The presumption in favour of prolonging human life was not irrebuttable. Mere prolongation of the life of a PVS patient was not necessarily in his best interests. In making an objective judgement of Mr Bland's best interests, account could be taken not only of pain and suffering which prolonged feeding and medication might cause, but also of wider, less tangible considerations.

The assessment of Mr Bland's best interests, although initially a matter for his doctors, was ultimately subject to the sanction of the court where its jurisdiction was invoked. There was no reason to impugn the doctors' judgement here. Unless the doctors' premises could be effectively challenged, there was no ground for withholding the court's sanction.

A doctor who discontinued artificial feeding of a PVS patient, after a lapse of time which entitled him to be sure that there was no hope of recovery, in pursuance of a conscientious and proper judgement that such action was in the patient's best interests, was guilty of no crime. That was not an unlawful act, the doctor lacked criminal intent, breached no duty and his act did not cause death. In cases of this kind application should be made to the court to obtain its sanction.

Lord Justice Butler-Sloss, concurring, said that factors, including the reality of Mr Bland's existence outweighed the abstract requirement to preserve life. The doctors had concluded that his best interests lay in not artificially prolonging his life.

Lord Justice Hoffmann, concurring, said the court's decision should be able to carry conviction with the ordinary person as being based not merely on legal precedent but also upon acceptable ethical values. A conflict between the principles of the sanctity of life and individual's right of self-determination might require a painful compromise to be made.

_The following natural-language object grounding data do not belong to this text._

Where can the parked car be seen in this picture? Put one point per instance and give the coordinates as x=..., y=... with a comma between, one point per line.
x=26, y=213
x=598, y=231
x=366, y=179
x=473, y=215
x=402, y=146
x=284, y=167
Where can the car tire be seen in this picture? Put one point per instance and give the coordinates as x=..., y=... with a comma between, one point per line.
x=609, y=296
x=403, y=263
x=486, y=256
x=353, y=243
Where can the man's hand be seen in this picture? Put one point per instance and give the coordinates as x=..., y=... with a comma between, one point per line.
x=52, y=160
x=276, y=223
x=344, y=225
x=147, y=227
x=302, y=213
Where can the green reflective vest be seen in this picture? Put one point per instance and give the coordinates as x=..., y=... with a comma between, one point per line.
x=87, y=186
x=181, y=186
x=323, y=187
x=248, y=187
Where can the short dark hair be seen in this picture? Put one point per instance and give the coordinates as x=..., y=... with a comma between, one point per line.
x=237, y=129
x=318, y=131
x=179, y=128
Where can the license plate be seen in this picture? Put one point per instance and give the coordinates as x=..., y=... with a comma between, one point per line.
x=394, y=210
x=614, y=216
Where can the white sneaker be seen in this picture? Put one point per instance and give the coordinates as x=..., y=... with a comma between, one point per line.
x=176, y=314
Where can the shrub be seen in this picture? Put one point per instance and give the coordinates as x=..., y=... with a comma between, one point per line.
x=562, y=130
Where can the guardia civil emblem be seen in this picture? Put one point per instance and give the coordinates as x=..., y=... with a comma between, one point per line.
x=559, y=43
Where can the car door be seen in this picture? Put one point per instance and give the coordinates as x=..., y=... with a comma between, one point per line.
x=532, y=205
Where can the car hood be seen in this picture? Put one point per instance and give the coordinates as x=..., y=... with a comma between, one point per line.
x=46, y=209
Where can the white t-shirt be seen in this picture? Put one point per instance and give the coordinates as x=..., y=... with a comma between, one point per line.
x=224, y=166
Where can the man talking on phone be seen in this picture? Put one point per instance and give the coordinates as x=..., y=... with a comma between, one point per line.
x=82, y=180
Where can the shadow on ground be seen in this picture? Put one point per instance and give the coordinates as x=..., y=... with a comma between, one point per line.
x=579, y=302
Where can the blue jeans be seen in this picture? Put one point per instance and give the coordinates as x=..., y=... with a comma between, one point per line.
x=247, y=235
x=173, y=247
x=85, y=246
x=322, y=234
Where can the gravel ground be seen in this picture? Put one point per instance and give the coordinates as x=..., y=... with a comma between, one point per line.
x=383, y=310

The concept of having a life had no meaning in relation to Mr Bland. He was alive but had no life at all. If Mr Bland was unable to express his choice, we should try our honest best to do what we think he would have chosen. In this extraordinary case, it was more likely Mr Bland would choose to put an end to the humiliation of his being and the distress of his family. It would show greater respect to allow him to die than to keep him grotesquely alive. Thus, in principle, it would be right to allow Mr Bland to die.